▶ AP chest radiograph of the newborn (left) shows an endotracheal tube and hyperexpanded but dense right middle lobe (arrowhead).
▶ Chest radiograph obtained 2 days later (right) shows increased expansion of the right middle lobe (arrowheads), which is now hyperlucent and extends across the midline. Atelectasis of the left lung and right upper and lower lobes (arrows) is now observed.
CLH may be mistaken for pneumothorax, but the configuration of an expanded lobe, lack of collapsed lung at the hilum, and lung markings distinguish CLH. Another consideration in the neonate is large cyst congenital pulmonary airway malformation.

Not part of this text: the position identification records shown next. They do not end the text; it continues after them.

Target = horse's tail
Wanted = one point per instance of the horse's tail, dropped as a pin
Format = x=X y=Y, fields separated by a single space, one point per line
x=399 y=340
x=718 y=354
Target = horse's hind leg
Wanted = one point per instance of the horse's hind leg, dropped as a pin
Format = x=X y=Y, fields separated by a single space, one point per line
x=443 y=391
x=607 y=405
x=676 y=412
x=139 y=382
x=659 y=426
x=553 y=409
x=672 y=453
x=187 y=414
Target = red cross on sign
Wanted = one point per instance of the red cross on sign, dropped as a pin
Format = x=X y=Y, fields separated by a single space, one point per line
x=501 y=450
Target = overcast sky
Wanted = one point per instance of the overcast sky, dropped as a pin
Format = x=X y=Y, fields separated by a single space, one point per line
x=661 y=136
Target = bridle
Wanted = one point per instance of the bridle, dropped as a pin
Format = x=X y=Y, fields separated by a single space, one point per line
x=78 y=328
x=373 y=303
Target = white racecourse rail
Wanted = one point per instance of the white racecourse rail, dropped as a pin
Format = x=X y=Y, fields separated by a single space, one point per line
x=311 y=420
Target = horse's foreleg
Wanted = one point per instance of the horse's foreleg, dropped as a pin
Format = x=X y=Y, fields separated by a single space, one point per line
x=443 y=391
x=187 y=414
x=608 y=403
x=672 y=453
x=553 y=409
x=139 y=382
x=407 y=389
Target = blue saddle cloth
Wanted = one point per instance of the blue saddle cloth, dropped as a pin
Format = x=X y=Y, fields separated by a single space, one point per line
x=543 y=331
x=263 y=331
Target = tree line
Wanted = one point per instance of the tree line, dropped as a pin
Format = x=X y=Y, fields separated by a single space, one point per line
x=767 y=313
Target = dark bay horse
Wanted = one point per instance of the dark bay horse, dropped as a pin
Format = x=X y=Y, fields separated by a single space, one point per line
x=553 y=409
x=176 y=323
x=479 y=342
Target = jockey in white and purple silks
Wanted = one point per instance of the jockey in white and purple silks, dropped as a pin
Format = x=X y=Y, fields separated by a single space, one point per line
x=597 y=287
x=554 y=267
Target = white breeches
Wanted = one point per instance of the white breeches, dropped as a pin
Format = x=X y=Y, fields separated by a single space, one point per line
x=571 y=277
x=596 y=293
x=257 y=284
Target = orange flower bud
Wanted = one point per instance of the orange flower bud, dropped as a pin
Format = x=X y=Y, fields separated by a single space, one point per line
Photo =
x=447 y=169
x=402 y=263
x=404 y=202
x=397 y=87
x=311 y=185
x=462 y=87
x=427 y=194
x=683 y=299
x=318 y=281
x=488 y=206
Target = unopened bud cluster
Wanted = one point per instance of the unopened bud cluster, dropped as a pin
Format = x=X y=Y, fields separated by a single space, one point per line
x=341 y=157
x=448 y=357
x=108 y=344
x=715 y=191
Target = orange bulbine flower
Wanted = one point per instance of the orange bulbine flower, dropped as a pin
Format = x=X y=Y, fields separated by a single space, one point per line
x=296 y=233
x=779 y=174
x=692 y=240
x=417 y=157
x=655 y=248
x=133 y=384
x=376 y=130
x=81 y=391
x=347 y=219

▶ Congenital lobar hyperinflation, except for the rare polyalveolar variant, is not a specific malformation, but the result of bronchial narrowing. This narrowing may be due to an intrinsic abnormality such as bronchostenosis or may be due to extrinsic compression, for example by a crossing vessel. The latter likely explains the association with congenital heart disease.
▶ The abnormality usually affects one of the upper lobes or the right middle lobe.
▶ Airways are slightly larger in inhalation, due to the negative pressure in the chest. Due to the narrowing of the bronchus in CLH, air is able to enter the lobe in inhalation but not to leave in exhalation, leading to progressive over-expansion of the lobe. The narrowed bronchus also causes delay in the clearance of lung fluid postnatally, so the lobe is initially opaque but becomes progressively more lucent.
▶ On CT, the over-expanded, radiolucent lobe is seen to contain attenuated vessels at the periphery of alveoli and no soft-tissue components. CT is helpful to evaluate for an extrinsic cause such as mediastinal mass.